Hass. Hass auf das Knastsystem, dass wieder und wieder unsere Freund_innen und Genoss_innen von unserer Seite reißt und einkerkert. Wut auf das staatliche System der Repression und seine Handlanger_innen, die in ihrere Unfähigkeit und blinden Raserei versuchen uns einzuschüchtern. Und glühender Widerstand von unserer Seite gegen diesen Versuch. Thunfisch, du (und viele andere Gefangene) bist nicht alleine! Wir hier erwarten dich voller Entschlossenheit und werden die Scheisse gemeinsam mit dir durchstehen.

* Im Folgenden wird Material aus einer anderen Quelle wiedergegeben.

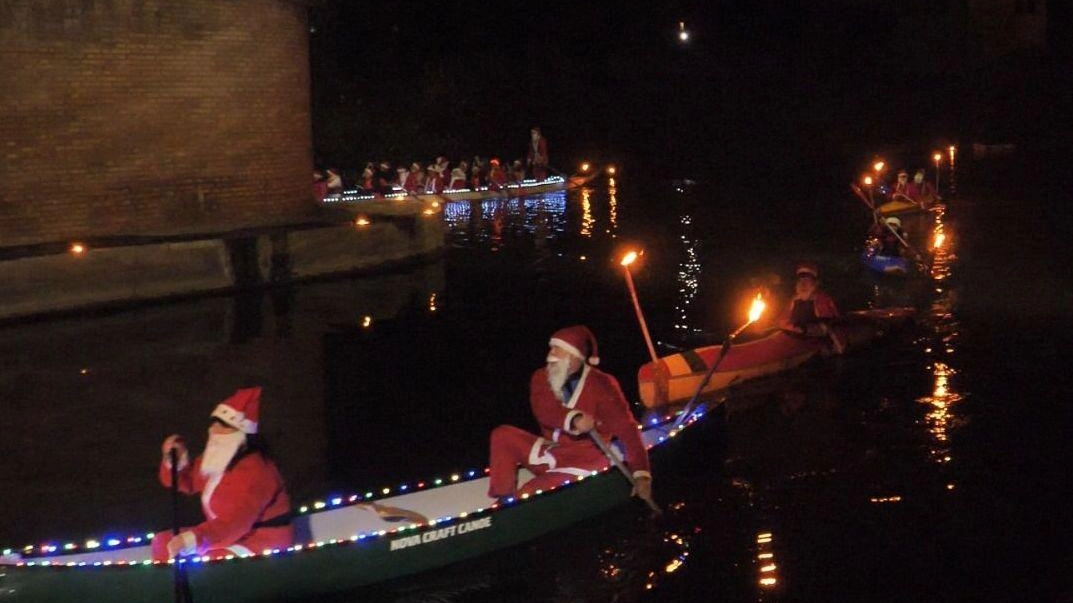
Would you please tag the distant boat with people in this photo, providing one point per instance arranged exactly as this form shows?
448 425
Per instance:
510 190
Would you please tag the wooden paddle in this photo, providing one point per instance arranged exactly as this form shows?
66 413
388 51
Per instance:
920 259
179 575
605 447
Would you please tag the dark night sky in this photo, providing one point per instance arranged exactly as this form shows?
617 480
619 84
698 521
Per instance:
770 82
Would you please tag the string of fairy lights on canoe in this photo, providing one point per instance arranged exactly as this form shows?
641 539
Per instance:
399 193
92 545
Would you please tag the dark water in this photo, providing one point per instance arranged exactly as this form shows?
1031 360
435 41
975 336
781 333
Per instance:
929 467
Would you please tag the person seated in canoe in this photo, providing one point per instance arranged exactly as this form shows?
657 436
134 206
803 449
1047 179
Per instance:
497 178
458 176
243 496
570 397
921 192
517 171
434 179
887 236
811 311
899 191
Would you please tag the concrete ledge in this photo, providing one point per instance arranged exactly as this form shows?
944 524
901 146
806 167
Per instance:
391 233
45 283
351 247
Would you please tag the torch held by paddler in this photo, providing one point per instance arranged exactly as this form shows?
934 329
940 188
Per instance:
630 258
754 312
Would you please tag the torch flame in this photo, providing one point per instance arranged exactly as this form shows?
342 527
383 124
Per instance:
757 309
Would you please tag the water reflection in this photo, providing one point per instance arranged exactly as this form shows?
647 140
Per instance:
587 220
688 278
941 344
112 386
612 207
495 222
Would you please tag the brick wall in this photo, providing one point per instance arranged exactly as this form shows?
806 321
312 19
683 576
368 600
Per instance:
151 117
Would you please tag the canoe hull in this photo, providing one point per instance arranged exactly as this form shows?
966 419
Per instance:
885 264
332 568
676 378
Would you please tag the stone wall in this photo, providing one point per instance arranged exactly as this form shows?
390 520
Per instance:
151 117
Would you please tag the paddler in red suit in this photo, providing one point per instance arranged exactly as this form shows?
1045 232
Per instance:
537 157
243 496
569 397
811 311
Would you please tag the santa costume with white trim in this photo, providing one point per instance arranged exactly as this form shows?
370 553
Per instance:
560 452
246 505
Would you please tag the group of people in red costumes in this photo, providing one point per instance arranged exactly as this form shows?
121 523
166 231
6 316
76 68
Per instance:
440 175
917 190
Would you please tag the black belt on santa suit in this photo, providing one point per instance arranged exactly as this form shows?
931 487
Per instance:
277 521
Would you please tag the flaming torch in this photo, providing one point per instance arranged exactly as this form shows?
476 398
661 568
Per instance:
630 258
938 159
755 310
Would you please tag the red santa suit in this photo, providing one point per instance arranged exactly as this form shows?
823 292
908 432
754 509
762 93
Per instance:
234 503
246 506
560 454
457 179
434 181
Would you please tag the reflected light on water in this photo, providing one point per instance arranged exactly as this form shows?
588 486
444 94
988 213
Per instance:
767 569
941 416
688 277
587 219
613 206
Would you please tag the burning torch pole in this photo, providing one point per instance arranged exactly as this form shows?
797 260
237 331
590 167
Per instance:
627 260
754 311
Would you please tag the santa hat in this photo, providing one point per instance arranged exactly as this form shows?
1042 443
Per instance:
241 410
807 268
578 341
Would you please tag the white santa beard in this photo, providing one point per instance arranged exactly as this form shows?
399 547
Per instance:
219 451
558 371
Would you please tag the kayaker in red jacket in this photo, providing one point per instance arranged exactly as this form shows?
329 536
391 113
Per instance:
570 397
243 496
811 311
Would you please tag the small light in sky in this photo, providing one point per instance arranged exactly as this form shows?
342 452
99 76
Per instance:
682 34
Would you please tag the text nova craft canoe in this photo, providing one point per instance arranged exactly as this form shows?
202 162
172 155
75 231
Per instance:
895 265
346 542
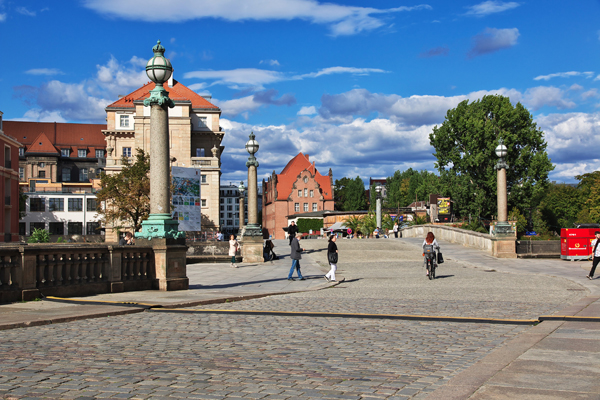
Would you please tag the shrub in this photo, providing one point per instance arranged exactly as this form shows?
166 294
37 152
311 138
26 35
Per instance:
39 236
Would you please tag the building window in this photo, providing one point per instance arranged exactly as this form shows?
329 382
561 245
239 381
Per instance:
37 225
57 228
91 205
56 205
75 205
38 204
75 228
92 228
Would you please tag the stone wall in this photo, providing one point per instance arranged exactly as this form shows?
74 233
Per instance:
482 241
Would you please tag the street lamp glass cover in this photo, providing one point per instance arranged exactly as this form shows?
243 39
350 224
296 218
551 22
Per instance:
252 145
501 151
159 68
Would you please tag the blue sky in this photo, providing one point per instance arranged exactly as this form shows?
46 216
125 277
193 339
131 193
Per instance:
358 85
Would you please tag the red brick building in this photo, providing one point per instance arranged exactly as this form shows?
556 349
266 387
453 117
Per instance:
9 186
297 189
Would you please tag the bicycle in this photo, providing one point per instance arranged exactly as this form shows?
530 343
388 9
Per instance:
430 260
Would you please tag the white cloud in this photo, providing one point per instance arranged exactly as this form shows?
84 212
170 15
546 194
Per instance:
546 96
25 11
491 7
492 40
44 71
341 19
307 111
564 75
257 78
273 63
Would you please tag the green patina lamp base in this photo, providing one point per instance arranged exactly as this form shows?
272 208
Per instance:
160 226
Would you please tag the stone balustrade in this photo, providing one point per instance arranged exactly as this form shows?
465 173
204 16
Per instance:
482 241
35 270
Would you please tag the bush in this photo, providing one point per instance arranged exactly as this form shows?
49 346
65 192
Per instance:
305 225
39 236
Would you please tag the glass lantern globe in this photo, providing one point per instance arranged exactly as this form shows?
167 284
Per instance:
252 144
159 68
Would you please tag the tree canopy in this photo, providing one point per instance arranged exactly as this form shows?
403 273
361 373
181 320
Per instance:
465 150
126 195
350 194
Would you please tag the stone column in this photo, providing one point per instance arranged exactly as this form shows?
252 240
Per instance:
502 196
252 196
159 160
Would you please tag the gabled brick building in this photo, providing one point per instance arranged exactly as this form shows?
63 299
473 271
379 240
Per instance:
297 189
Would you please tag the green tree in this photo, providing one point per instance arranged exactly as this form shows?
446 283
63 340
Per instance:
126 195
465 150
350 194
589 185
39 236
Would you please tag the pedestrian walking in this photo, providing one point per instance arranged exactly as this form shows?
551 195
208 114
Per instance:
595 254
296 256
233 249
292 230
332 257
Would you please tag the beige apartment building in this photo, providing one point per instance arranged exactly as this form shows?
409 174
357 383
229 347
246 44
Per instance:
194 138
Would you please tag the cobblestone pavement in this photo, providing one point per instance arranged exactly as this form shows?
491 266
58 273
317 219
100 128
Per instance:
156 355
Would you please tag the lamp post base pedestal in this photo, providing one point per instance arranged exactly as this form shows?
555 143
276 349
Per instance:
170 271
252 244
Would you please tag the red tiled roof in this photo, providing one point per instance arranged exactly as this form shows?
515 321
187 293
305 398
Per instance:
60 135
178 92
41 144
289 174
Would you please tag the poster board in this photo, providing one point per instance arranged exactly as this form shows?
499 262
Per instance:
186 198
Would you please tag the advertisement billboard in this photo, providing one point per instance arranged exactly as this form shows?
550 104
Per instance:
186 198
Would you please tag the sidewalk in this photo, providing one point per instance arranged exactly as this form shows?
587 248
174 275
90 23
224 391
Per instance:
209 283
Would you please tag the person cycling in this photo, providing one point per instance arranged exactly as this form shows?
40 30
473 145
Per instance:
430 241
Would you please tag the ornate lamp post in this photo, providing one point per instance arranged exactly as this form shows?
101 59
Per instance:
242 190
252 239
160 230
502 227
378 190
159 224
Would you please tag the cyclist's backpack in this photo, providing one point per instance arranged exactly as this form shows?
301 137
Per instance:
428 251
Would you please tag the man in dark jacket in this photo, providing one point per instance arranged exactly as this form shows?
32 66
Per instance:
296 256
292 230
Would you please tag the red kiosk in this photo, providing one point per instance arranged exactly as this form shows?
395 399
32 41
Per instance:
575 243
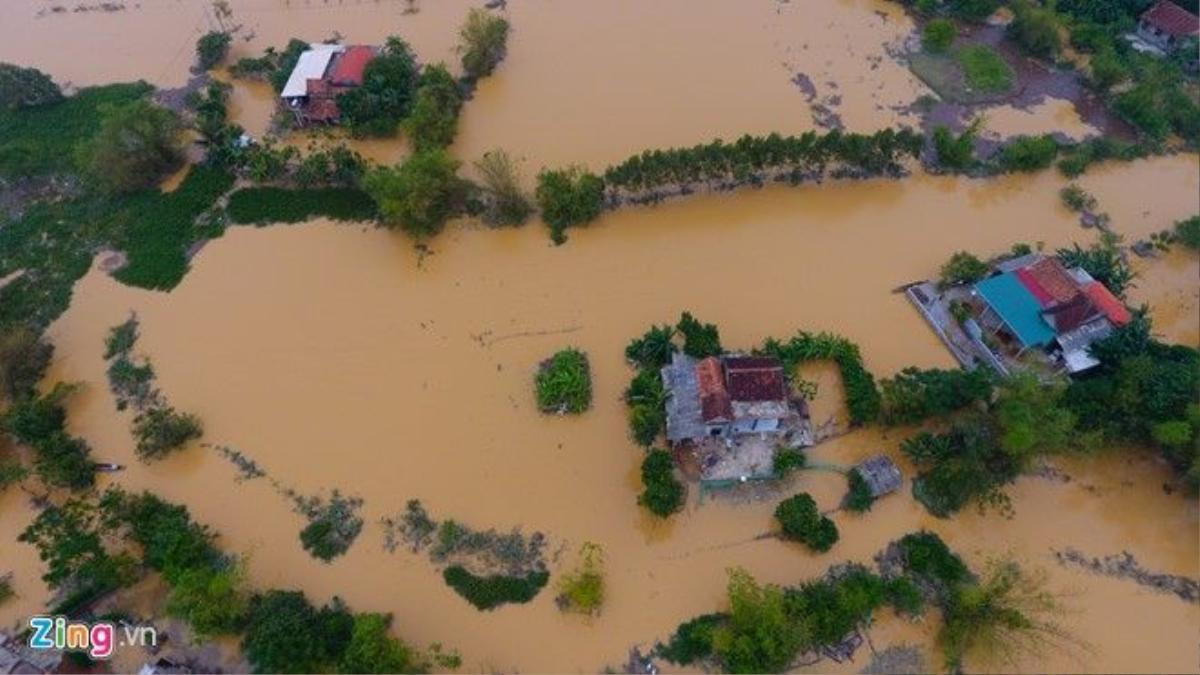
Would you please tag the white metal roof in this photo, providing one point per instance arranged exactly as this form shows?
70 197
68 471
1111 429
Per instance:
311 65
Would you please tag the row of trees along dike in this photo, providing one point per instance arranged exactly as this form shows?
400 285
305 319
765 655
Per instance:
988 619
99 543
574 196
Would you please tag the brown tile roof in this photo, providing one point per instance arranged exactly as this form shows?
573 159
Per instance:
714 399
755 378
1054 279
1173 19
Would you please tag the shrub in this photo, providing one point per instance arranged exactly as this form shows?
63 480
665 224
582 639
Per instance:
984 69
420 195
211 48
137 144
160 430
939 35
652 350
1029 153
700 340
483 41
492 591
802 521
507 201
263 205
435 117
787 460
1188 232
963 268
564 382
663 494
569 197
858 495
582 590
25 88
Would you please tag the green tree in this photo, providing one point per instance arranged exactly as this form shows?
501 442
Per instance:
483 41
211 48
963 268
161 429
801 521
507 202
213 601
435 117
939 35
700 340
420 195
759 637
24 357
389 85
569 197
23 88
372 649
663 494
137 144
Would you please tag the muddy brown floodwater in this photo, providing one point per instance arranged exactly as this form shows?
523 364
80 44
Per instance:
336 358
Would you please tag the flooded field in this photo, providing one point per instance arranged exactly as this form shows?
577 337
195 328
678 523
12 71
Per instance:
336 357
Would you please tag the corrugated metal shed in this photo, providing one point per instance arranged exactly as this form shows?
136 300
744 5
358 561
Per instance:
311 65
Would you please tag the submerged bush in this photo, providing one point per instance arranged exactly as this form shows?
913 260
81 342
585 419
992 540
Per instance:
492 591
564 382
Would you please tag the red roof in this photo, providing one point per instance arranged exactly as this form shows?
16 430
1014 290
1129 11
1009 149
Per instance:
755 378
1108 303
1173 19
348 69
714 399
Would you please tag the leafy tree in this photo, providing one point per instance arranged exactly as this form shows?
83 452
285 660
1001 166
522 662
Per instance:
23 88
1103 261
569 197
1006 615
69 541
285 633
700 340
759 637
213 601
802 521
1187 231
955 153
435 115
652 350
1036 29
939 35
420 195
24 357
858 495
372 649
483 41
211 48
582 590
161 429
913 394
663 494
963 268
389 85
507 201
564 382
136 145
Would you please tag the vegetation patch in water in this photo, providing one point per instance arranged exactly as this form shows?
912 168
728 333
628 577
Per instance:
491 591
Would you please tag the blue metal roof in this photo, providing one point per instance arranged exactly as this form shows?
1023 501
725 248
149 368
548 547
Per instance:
1017 308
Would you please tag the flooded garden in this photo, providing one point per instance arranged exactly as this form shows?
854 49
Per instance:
340 371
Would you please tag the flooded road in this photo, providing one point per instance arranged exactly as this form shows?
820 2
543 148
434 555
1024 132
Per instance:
335 357
328 356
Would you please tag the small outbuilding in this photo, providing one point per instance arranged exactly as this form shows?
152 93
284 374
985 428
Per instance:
882 476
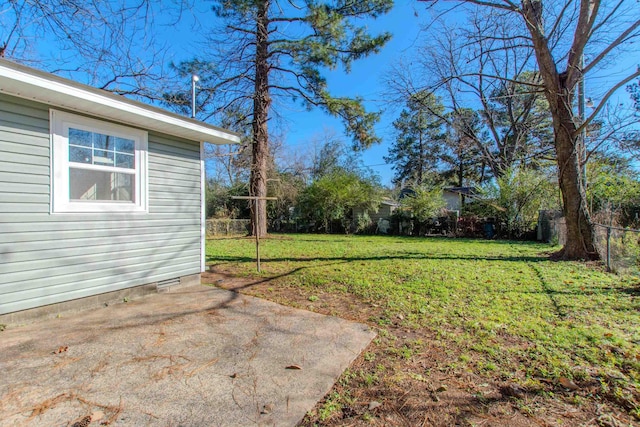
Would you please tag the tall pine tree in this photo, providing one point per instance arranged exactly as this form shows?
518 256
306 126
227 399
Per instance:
269 51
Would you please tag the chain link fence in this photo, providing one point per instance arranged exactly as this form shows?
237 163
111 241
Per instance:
228 227
619 248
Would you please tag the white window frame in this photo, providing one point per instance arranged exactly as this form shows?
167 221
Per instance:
60 122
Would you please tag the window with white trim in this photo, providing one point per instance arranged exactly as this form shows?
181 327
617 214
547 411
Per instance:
97 166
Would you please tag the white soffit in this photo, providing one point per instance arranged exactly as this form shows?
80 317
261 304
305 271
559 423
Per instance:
50 89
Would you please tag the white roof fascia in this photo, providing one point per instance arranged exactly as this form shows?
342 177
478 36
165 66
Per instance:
28 83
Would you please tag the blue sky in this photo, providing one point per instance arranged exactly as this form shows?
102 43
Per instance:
364 80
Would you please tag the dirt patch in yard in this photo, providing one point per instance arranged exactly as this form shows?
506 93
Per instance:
411 376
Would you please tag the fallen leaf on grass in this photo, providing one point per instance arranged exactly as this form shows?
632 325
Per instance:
567 383
97 416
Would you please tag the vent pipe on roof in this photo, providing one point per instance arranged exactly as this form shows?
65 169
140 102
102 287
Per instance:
194 79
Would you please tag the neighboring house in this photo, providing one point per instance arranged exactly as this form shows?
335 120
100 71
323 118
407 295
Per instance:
98 193
385 209
455 197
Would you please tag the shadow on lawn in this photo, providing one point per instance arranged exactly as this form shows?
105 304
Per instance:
401 256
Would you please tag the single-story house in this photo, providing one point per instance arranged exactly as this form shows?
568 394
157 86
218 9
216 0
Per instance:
99 194
456 197
385 210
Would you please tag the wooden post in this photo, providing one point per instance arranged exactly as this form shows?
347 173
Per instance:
256 218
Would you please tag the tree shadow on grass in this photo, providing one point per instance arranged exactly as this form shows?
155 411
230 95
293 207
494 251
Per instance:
403 256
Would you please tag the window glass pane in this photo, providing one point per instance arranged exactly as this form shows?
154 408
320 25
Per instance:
104 158
103 142
125 161
79 137
124 145
79 154
101 185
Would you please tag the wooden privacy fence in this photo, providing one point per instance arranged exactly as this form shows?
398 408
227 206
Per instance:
228 227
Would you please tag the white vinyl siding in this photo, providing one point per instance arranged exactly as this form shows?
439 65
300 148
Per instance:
48 258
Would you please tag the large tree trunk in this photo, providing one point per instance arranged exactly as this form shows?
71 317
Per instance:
580 242
261 104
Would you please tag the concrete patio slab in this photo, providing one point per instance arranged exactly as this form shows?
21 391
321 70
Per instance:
200 356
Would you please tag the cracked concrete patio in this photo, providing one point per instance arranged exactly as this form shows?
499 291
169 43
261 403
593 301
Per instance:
198 356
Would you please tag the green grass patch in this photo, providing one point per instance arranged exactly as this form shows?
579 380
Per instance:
504 306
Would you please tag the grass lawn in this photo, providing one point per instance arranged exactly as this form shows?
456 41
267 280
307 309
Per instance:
470 332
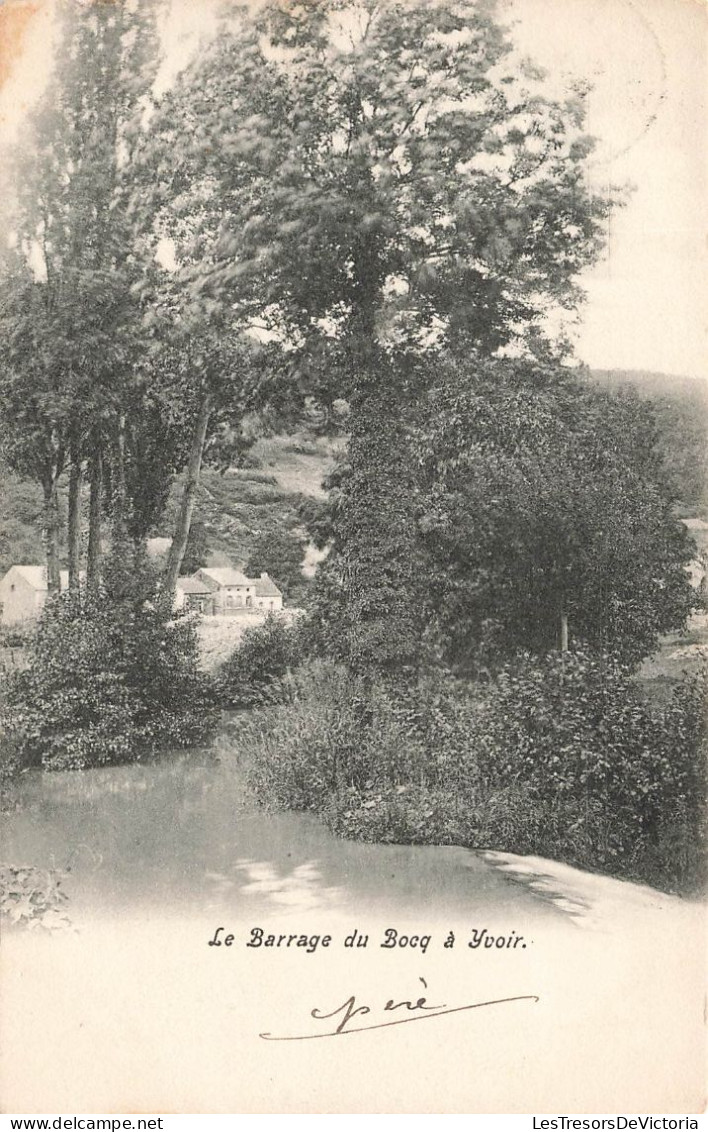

Unserer Wut und Solidarität lässt sich auf vielen Ebenen artikulieren: Ob direkte materielle Hilfe für Gefangene und die Soliarbeit, ob Briefe/Fotos in den Knast, ob Besuche der Prozesse oder Artikulation von Protest an öffentlichen Orten, sowie natürlich der militante Gegenangriff auf Orte der Repression – Unsere Möglichkeiten sind vielfältig, es gilt sie auch zu nutzen.
Bleibt informiert:
aaronbalu.blackborgs.org
freethunfisch.blackblorgs.org
Und kommt zum nächsten Prozesstermin von Balu am 13.12. (kein Scheiß) um 10 Uhr wahrscheinlich wieder Saal 218 (Wilsnacker Strasse).
Eventuell findet der Prozess endlich in einem größeren Saal statt, checkt kurzfristig nach Updates.
ps: Eine kleine Bermerkung am Rande – Wir waren sehr unzufrieden damit, dass regelmäßig solidarische Menschen nicht in das Gerichtsgebäude kamen und dann wieder gehen mussten. Deswegen haben wir uns ein Rotationsystem ausgedacht, sodass alle zumindest Teile eines Prozesstages besuchen können.